Il n’y a pas qu’au football que la petite Suisse ose affronter sa grande voisine française. Enfant terrible dans la gamme des vins de la Cave des Viticulteurs de Bonvillars, le vin issu de la commune de Champagne fait buller les champions mondiaux des vins effervescents. Malgré le prestige de cet illustre opposant, la Communauté de la vigne et du vin de Champagne a toujours mené fièrement son combat afin d’être autorisée à afficher le nom de sa commune sur ses bouteilles.

Une histoire bien plus ancienne

Historiquement, il n’y a pas photo. Le plus ancien document de Suisse romande atteste de la présence de vignes dans la commune vaudoise de Champagne en 885 déjà. Seulement voilà, près de 1’100 ans plus tard, en 1974, la Suisse et la France ont signé un traité portant sur la protection des indications de provenance, des appellations d’origine et d’autres dénominations géographiques. Dès ses premières années de vie, la Cave des Viticulteurs de Bonvillars désigne parmi ses crus un chasselas de Champagne, conformément à la Loi vaudoise sur les appellations. Si seulement les Suisses avaient eu la bonne idée de protéger l’appellation Champagne dans ce traité de 1974!

Les bulles de Jacques Chirac

C’est en 1998 que les choses s’enveniment pour la commune de Champagne, alors que la Suisse se trouve en pleines négociations bilatérales avec l’Union européenne (UE), dont elle ne fait pas partie.

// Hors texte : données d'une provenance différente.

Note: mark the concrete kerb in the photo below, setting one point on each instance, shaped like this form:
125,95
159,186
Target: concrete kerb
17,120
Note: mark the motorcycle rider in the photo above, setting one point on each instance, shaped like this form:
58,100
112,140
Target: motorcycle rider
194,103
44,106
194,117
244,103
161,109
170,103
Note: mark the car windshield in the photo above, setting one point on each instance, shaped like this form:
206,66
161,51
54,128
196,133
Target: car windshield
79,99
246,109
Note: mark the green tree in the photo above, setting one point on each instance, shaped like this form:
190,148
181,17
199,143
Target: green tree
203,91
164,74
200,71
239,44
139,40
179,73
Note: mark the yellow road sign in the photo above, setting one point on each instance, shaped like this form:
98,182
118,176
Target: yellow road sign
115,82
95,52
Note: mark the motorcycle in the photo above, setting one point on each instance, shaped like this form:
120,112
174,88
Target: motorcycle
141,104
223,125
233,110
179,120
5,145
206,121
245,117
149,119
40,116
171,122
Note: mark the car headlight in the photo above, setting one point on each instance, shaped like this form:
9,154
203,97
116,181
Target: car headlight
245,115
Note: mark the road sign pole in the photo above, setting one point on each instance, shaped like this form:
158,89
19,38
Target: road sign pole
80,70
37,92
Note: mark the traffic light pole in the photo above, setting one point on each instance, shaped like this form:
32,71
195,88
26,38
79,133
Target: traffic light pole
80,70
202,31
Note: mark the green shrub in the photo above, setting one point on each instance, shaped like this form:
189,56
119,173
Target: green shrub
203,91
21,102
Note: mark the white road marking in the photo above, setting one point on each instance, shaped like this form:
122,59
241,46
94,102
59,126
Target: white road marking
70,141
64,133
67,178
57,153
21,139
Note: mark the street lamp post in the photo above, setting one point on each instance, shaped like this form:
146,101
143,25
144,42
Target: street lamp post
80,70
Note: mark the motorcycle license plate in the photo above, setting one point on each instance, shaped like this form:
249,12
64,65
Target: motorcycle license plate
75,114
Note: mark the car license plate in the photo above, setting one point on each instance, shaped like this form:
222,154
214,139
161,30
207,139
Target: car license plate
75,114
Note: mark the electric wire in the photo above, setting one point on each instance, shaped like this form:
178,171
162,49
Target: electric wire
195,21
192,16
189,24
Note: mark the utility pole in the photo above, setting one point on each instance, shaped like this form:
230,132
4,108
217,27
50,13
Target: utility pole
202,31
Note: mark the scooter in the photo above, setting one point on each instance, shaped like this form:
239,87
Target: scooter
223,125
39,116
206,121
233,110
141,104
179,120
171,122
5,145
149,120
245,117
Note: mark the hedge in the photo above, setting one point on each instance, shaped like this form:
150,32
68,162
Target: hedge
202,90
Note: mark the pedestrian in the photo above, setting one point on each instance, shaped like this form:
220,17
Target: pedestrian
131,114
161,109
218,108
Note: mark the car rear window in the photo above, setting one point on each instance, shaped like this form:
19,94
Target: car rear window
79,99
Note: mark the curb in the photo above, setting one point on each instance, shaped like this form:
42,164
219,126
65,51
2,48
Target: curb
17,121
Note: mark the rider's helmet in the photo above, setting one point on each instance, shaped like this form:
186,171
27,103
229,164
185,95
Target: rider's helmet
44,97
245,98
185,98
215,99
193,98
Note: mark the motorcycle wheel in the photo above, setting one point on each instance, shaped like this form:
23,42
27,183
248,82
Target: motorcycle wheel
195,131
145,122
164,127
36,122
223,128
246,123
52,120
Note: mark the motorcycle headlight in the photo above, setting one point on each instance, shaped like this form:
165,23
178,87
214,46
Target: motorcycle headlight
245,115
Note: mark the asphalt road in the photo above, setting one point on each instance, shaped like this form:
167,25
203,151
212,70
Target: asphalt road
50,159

Pendant cette période, le président français de l’époque, Jacques Chirac, s’est rendu en visite à Berne. Alors que le président de la Confédération suisse venait de porter un toast aux relations sans nuage entre la France et la Suisse, Jacques Chirac a lancé: «Il y a une bulle». Il voulait bel et bien parler du vin de la commune de Champagne, dont le cas figurait dans le rapport de l’Exécutif européen comme une violation du traité de 1974…

Bulles or not bulles, that is the question !

A peine ce différend a-t-il été révélé au grand jour qu’un comité de défense de l’appellation Champagne a entamé son combat. Elle refuse de rester la seule commune vaudoise à se voir interdire de mentionner son nom sur les étiquettes de ses vins! Elle comprend que la Champagne française se doit de protéger ses produits. Cependant, elle a déjà bien fort à faire avec les nombreux vins mousseux la plagiant à travers le monde, sans s’attaquer à la petite vinification de chasselas qui diffère en tous points d’un vin effervescent! Rien n’y fait et la Confédération finit par accepter un deal afin d’entériner les accords bilatéraux: la compagnie aérienne suisse se verra octroyer son escale à Paris, si on sacrifie les étiquettes des vins de la commune de Champagne.

De nouveaux rebondissements en 2021

Depuis, la Communauté de la vigne et du vin de Champagne mène encore et toujours le combat, même après avoir perdu son procès devant la Cour européenne de justice en 2007. Elle a entrevu une belle lueur d’espoir en janvier 2021, quand le Conseil d’Etat vaudois lui a accordé la création d’une AOC «Commune de Champagne», en tant que soutien moral et légal. Trois mois plus tard, cette nouvelle AOC se voyait rejetée par la Cour constitutionnelle vaudoise, toujours au nom des accords bilatéraux entre la Suisse et l’UE. Le combat se poursuit, puisque la Communauté de la vigne et du vin de Champagne a déposé un recours contre la décision de la Cour constitutionnelle. Le Conseil d’Etat, quant à lui, a également fait recours auprès du Tribunal fédéral.

Et le vin dans tout ça ?

Quelle que soit son appellation, le chasselas de la commune de Champagne continuera toujours à faire des heureux! Beau revers de la médaille, ce combat France-Suisse amène un coup de projecteur sur le vin de ses irréductibles qui compte de nombreux adeptes. Pour la vente en Suisse, l’étiquette a dû se délester d’une lettre et adopter le nom de C-ampagne. Il est également commercialisé en Europe sous les appellations Bonvillars et Libre-Champ.